The obtaining unit is further configured to obtain, when the current embedding parameter stored in the working server does not include the current embedding parameter, the current embedding parameter from the parameter server; and the storage unit is used for storing the current embedded parameters.

8. The work server of claim 6, further comprising a receiving unit and a storage unit;

the receiving unit is configured to receive, when the current lot is the first lot, network parameters of a prediction model from the parameter server before the obtaining unit obtains the network parameters currently stored by the working server from the working server;

The storage unit is used for storing the network parameters of the prediction model received by the receiving unit from the parameter server.

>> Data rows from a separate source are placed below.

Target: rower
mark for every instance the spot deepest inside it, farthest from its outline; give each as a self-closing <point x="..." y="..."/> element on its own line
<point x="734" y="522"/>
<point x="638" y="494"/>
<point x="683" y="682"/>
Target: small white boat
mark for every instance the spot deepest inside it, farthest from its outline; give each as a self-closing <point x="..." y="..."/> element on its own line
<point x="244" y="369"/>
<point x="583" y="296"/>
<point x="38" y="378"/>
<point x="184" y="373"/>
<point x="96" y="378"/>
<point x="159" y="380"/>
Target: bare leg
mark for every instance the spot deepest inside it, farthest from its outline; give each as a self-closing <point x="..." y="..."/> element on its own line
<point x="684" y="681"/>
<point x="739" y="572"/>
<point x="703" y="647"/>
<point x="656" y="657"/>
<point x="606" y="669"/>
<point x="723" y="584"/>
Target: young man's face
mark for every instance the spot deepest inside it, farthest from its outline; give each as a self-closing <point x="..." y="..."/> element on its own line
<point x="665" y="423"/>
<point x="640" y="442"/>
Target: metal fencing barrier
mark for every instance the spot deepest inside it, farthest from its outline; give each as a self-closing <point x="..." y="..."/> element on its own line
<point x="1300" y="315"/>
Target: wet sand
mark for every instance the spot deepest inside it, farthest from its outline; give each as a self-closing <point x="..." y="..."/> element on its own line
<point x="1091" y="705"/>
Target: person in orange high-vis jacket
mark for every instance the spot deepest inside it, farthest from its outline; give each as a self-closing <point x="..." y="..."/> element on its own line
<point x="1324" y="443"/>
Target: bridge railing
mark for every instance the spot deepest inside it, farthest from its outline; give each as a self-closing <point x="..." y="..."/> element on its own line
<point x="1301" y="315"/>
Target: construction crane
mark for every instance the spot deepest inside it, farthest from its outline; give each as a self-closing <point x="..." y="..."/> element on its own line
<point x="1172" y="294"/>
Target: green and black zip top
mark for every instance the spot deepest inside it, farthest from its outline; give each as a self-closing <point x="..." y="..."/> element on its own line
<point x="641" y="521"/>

9. The working server according to claim 6, wherein the obtaining unit is further configured to obtain a next batch of training samples during the iterative training of the current embedding parameter and the network parameter currently stored in the working server, and obtain an embedding parameter corresponding to the next batch of training samples based on the next batch of training samples.

10. The work server of claim 6, wherein the fetching unit is further configured to obtain a target network parameter; the target network parameters comprise network parameters obtained by training based on training samples of the last batch;

the sending unit is further configured to send the target network parameter to the parameter server.

11. A work server, comprising: a processor, a memory for storing instructions executable by the processor; wherein the processor is configured to execute instructions to implement the parameter training method of the predictive model of any one of claims 1-5.

12. A computer readable storage medium comprising instructions that, when executed by a processor, cause the processor to perform the method of parameter training of a predictive model as claimed in any one of claims 1-5.

13. A distributed parameter training system, which is characterized by comprising a plurality of parameter servers and a plurality of working servers; any one of the plurality of working servers is configured to perform the parameter training method of the predictive model of any one of claims 1-5.

14. A computer program product comprising instructions which, when executed by a processor, implement a method of parameter training of a predictive model as claimed in any one of claims 1 to 5.